From 1789 to 1808 the United States had a policy of unrestricted immigration; from 1808 to the 1920s the United States had a policy of unrestricted immigration for people of European origins; and from the 1920s to the 1960s the United States had a policy of restricted immigration that favored people from Northwestern Europe.[1] These changes reflected struggles between economic necessity and national identity.
In 1960, 70 percent of immigrants came from Europe.[2] Early in 1964, in a little noticed part of his campaign for a “Great Society,” President Lyndon B. Johnson proclaimed that “a nation that was built by immigrants of all lands can ask those who now seek admission “What can you do for our country?’ But we should not be asking ‘In what country were you born?’” The election of a liberal Congress in November 1964 opened the flood-gates for a host of long-stalled reforms.[3]
A new immigration law compromised between the traditional policy that prioritized immigration from northwestern Europe and a new policy that prioritized candidates with skills and education needed by the United States. Conservatives chose family re-unification as the device for defending the traditional sources of immigration. The new “Immigration and Nationality Act” of 1965 capped annual immigration at about a million people and assigned about 80 percent of the slots to ‘family reunification” candidates, but only about 20 percent to “needed” candidates. Moreover, eligible family members shifted from spouse and small children to add adult children, brothers and sisters, and parents.
What looked to be a resounding victory for conservatives turned out to be something else entirely. While the Irish and Italians continued to migrate in droves from desperately broken societies, the rest of Europe dried up as a major source of migration to America. Britain, France, and Germany were both short of labor themselves and building “social” states that offered steadily rising standards of living for most people. Eastern Europe lay within the Soviet empire, from which few could escape. As a result, the large share of family reunification slots increasingly flowed toward the previous minority sources of Asia, Latin America, and Africa. By 2010, 90 percent of immigrants were from non-European sources.
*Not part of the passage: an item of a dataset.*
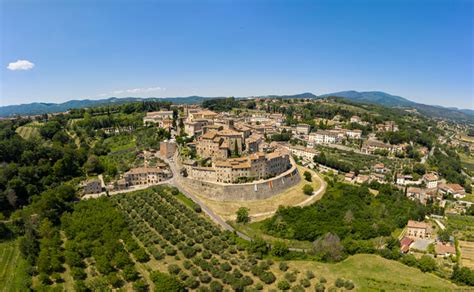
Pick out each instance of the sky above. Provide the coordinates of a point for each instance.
(54, 51)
Is there anything wrong with this approach? From the economic point of view, there is—at least in some eyes and some ways. On the one hand, traditionally, most immigrants came to America as young people seeking economic opportunity and political freedom. They found a hard and demanding land that gave nothing away and insisted that immigrants assimilate to an “Anglo-Saxon” culture. America ended up with lots of adaptable strivers. An Organization for Economic Cooperation and Development (OECD) study has reported that skill-based immigrants are more likely to be younger, better educated, more fluent in English, and quicker to get work than are the family-based immigrants. Thus, American immigration policy misses the opportunity to fully enrich the country’s human capital. On the other hand, a battle over limiting or reducing immigration is counter-productive for a country that is short of skilled labor and likely to suffer slower economic growth as a result.
So there is a case for immigration reform. However, it should involve shifting (even reversing) the distribution of slots between “family” and “skill” immigrants. Of course, even this solution dodges the question of whether the United States should be aggressively recruiting from countries with a dim future—like Taiwan.
[1] From 1808 the involuntary immigration of African slaves was restricted; from the 1880s Asian immigration to the West Coast was restricted; and from 1924 the immigration of people from southern and eastern Europe was restricted.
[2] Greg Ip, “Kinship Emerges as Immigration Flashpoint,” WSJ, 18 January 2018; Tom Gjelten, “The Curious History of ‘Chain Migration’,” WSJ, 20-21 January 2018
[3] See: Julian Zelizer, “The Fierce Urgency of Now.” Greg Ip argues that Jonson saw immigrants as deserving the same right to equal treatment without regard to race that he wished to insure for American citizens.